Greetings all! We had a great week last week here at Emerging Threats on the collaboration score - just shy of 100 (99!) rules were added to the #free #IDS etopen rules. They were born from the kind shares of independent researchers and industry partners putting their hard work, sandbox runs, and hashes out there for all to see and from which we all can improve our detections. Here’s some tags, mentions, tweets, blogs, and community posts and the SIDs they inspired!
From @Cyber0verload, this kind tag & hash led to SID 2047927 - the outbound grab of a remote #APT #Gamaredon #PrimitiveBear template!
And a little help from some old friends of ET last week - first @tgreen sending on the @VulnCheckAI blog which led to SID 2047954 for some CVE-2023-33246 #Apache #RocketMQ code injection:
As well as @twinwavesec with etopen signature contributions (2047978-2047983) for both redirects and URL structures for phishing pages!
So these are all etopen signatures - and as such are free! What’s the difference between them and our paid subscription etpro signatures?
A reminder: any sigs created from our own internal research (including malware detonation, global sensor network, integration with other products) go into ETPRO. But any signatures contributed by the community, or signatures that are written by ET/Proofpoint based on community research, go into ET Open. (like these discussed today!)
Here on our #Discourse #Community page, friend @Jane0sint references a @Viriback tweet to contribute a rule to ETOpen - check it out! Echida Botnet
And while you’re here - look at this thread where ET’s own @bmurphy talks about two INFO rules (2047976 & 2047977) released last week to address the recent java deserialization vulnerability in JSCAPE MFT: CVE-2023-4528
Looking at the contributions of industry partners via blogs and shares - from @uptycs shared research SIDs 2047905 - alerting on the outbound payload request of #Stealerium via PowerShell!

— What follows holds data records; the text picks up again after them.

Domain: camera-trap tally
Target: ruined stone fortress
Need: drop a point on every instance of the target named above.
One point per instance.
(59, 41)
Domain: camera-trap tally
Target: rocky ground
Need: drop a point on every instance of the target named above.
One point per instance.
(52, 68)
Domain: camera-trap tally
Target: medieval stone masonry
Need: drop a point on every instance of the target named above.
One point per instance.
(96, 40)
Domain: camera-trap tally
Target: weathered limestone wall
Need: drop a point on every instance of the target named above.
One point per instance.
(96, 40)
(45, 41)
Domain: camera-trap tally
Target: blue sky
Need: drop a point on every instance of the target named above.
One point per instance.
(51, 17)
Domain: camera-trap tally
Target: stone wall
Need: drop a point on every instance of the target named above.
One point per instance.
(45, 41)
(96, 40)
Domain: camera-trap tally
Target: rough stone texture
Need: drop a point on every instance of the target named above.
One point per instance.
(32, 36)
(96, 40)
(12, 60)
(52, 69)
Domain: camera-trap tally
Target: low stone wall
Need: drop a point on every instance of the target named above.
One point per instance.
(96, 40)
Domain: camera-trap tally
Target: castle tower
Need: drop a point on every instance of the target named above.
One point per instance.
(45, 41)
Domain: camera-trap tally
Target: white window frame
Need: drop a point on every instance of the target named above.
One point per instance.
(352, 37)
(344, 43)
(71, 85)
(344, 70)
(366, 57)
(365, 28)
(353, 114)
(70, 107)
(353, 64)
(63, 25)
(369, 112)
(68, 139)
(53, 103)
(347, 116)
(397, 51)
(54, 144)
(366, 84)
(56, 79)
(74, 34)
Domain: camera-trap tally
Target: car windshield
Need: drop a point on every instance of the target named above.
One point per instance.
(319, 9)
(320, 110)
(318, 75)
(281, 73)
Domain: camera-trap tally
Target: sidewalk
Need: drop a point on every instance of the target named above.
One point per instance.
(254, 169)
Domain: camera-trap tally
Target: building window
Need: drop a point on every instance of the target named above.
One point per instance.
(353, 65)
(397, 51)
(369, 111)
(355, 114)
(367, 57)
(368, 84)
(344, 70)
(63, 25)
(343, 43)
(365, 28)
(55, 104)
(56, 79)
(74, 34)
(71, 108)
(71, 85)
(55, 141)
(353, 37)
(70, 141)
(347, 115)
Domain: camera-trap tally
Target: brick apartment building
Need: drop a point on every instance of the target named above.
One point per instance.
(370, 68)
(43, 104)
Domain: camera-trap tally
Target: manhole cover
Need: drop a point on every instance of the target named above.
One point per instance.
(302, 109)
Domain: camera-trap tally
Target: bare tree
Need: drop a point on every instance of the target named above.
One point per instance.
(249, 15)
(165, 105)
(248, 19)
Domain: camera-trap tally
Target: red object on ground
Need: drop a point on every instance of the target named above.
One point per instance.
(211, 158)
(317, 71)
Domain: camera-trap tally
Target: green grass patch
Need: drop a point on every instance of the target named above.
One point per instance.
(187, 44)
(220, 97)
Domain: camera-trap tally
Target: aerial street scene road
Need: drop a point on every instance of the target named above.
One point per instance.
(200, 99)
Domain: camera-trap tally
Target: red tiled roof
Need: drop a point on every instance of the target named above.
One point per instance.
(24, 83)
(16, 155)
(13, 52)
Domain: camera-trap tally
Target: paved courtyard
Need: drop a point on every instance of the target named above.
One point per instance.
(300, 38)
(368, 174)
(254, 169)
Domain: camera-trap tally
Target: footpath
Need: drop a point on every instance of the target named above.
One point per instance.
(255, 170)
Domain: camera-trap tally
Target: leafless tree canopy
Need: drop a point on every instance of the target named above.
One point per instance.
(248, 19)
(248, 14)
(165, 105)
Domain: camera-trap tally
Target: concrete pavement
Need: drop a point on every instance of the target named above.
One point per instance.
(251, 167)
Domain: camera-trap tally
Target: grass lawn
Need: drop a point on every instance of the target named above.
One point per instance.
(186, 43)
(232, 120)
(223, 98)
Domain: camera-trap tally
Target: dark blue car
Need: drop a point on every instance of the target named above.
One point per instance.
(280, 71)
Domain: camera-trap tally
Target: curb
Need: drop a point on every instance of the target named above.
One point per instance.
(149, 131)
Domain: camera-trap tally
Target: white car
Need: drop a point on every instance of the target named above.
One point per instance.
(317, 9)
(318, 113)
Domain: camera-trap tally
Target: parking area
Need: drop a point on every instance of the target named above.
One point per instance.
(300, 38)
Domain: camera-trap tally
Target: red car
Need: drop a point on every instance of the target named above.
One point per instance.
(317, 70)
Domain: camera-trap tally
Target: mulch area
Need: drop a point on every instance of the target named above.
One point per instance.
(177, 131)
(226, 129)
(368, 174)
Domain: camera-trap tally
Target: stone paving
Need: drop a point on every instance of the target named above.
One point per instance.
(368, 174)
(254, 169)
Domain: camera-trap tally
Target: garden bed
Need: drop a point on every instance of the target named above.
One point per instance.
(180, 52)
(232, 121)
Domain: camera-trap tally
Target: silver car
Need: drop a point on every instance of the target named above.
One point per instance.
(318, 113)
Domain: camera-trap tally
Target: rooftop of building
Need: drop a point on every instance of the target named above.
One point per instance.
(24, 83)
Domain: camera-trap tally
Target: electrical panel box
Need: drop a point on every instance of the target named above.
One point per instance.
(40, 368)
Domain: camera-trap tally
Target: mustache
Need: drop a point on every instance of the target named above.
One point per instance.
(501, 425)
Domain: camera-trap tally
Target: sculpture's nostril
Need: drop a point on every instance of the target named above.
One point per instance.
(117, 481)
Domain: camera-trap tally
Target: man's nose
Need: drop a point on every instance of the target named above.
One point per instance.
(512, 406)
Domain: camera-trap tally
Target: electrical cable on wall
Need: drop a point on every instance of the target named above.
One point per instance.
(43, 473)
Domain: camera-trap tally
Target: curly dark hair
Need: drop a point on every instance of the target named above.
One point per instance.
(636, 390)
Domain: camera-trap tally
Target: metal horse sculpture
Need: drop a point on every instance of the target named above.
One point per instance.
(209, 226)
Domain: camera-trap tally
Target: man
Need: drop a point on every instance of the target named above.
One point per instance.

From @SecurityJoes writeup last week - a SID each on #MinIO information disclosure attempt (2047923) and success (2047924) around CVE-2023-28432:
For #CVE coverage - we are careful to use metadata tags so you can bubble these alerts up within relevant environments - these CVE indicators can be found in both the reference field (type ‘cve’) and the “cve” metadata tag itself - (cve CVE_2023_28432).
From @bizone_en, SIDs 2047955-2047967, which encompass multiple alerts on stages of #RedWolf #APT across POST and GET requests using the windows powershell user-agent & unique header configs, DNS lookups, and TLS SNI headers for suspected domains all with the goal downloading an additional payload.
That’s it for us this week - thanks all and be well!